Medical ethics, the Israeli Medical Association, and the state of the World Medical Association

Author's response to allegation and to BMA

BMJ  2003;327:1107-1108 (8 November), doi:10.1136/bmj.327.7423.1107-b



I do not misrepresent Blachar: he was uncompromising in his rejection of a Lancet editorial last year documenting widespread violations against civilians, including health personnel on duty during the Israeli army invasion of the West Bank.1 Physicians for Human Rights (PHR) Israel describes an "appalling deterioration" in the attitude of the Israel military towards Palestinian health and rescue services and Blachar dismisses them as "political." When he says that civilian deaths are "unintentional" and arise because "terrorists take cover in civilian areas" he is recycling the mantra of the political and military establishment. When a rocket is fired at an apartment block to assassinate someone living there, are the inevitable deaths of family and other residents "unintentional"? The reality is that they are regarded as mere collateral damage.

I and others are appalled by Nathanson's supine response to my open letter.2 Her statement that no country is blameless is a recipe for studied inaction. Imagine a doctor brought before the General Medical Council for malpractice whose defence is that there are many other doctors just as bad, so why pick on him?

There is no medical association whose track record on torture and violations of medical neutrality has been so comprehensively documented in recent years as has the Israel Medical Association (IMA). Multiple publications by Amnesty, Human Rights Watch, PHR USA, and others are in the public domain,3 yet Nathanson writes that allegations need investigation by an independent expert body "but the problem is to identify by whom." This is astonishing: has Amnesty not been such a body?

Nathanson states that she favours "education." This is rhetoric, surely. Blachar does not lack such education. He and other doctors in Israel have made their choices with their eyes open over many years (and it has been a choice, unlike the predicament facing ethically minded doctors in, say, Iraq, Syria, or Guatemala, where the price of breaking silence was frequently one's life). The IMA president, Blachar, has never denounced or seriously confronted the Israeli government over torture or violations of medical neutrality. How can the World Medical Association (WMA) be credible if its new council chairman stands in longstanding breach of the association's own anti-torture Declaration of Tokyo?
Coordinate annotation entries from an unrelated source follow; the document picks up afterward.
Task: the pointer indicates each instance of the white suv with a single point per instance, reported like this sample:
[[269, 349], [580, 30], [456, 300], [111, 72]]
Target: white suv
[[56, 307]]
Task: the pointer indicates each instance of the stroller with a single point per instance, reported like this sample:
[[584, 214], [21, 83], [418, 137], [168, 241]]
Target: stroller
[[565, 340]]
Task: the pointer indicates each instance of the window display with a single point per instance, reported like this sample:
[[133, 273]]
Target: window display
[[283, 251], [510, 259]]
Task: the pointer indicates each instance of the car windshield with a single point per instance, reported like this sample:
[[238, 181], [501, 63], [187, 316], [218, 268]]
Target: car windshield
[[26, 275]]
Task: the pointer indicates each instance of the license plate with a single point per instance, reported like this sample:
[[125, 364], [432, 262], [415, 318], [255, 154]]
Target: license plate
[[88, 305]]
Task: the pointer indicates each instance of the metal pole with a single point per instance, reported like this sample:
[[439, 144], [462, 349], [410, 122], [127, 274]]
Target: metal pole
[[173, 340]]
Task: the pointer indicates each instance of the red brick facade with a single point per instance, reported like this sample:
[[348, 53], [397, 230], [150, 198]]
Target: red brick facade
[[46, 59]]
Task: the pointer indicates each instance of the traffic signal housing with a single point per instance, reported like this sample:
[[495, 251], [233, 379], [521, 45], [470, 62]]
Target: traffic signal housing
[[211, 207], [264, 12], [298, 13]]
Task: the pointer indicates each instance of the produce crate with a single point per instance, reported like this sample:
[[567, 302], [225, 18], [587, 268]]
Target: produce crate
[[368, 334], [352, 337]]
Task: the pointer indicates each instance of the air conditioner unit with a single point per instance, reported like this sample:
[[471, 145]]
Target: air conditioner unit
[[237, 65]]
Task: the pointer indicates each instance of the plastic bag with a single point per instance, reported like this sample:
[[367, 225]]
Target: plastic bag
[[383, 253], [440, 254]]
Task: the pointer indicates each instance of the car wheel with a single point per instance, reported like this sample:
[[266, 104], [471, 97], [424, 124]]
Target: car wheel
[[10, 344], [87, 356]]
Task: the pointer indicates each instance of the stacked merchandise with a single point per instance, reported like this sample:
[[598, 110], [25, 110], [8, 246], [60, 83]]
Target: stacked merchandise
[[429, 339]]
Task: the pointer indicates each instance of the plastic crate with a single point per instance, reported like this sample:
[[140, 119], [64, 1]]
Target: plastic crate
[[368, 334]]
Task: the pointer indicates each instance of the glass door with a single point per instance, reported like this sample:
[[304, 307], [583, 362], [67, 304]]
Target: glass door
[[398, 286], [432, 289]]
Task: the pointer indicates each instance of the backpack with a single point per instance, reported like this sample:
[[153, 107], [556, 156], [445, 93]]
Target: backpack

Nathanson's response, on behalf of one of the world's most influential medical associations, will have heartened the WMA and IMA leadership, endorsing their calculations. The Israeli political establishment, which is sensitive to Western professional and public opinion, will also have taken note. By contrast, Amnesty and the staff of international agencies such as the Red Cross must be dismayed that their testimony can be so casually discounted. Nathanson offers nothing to the doctors in Israel committed to ethical practice, not least PHR Israel, which deserves far better.

Finally there are the Palestinian doctors and other health staff who continue to risk death or maiming in pursuance of their duty to attend civilians injured by Israeli gun or rocket fire (a daily event). Nathanson's response is likely to increase the risks that they face every day.

There are historical precedents for the BMA to act with rigour and courage. Without an activist approach to the values at stake which means sometimes being prepared to to confront medical ethics on the international stage is reduced to a paper exercise. At present the WMA is a farce.

Derek Summerfield, honorary senior lecturer

Institute of Psychiatry, King's College, London SE5 8AP derek.summerfield@slam.nhs.uk


Competing interests: None declared.


  1. Blachar Y. Health toll of the Middle East crisis. Lancet 2002; 359: 1859.
  2. Nathanson V. Medical ethics, the Israeli Medical Association, and the state of the World Medical Association. BMJ 2003; 327: 561-2. (6 September.) [Free Full Text]
  3. Amnesty International. Under constant medical supervision: torture, ill-treatment and the health professions in Israel and the Occupied Territories. London: AI, 1996.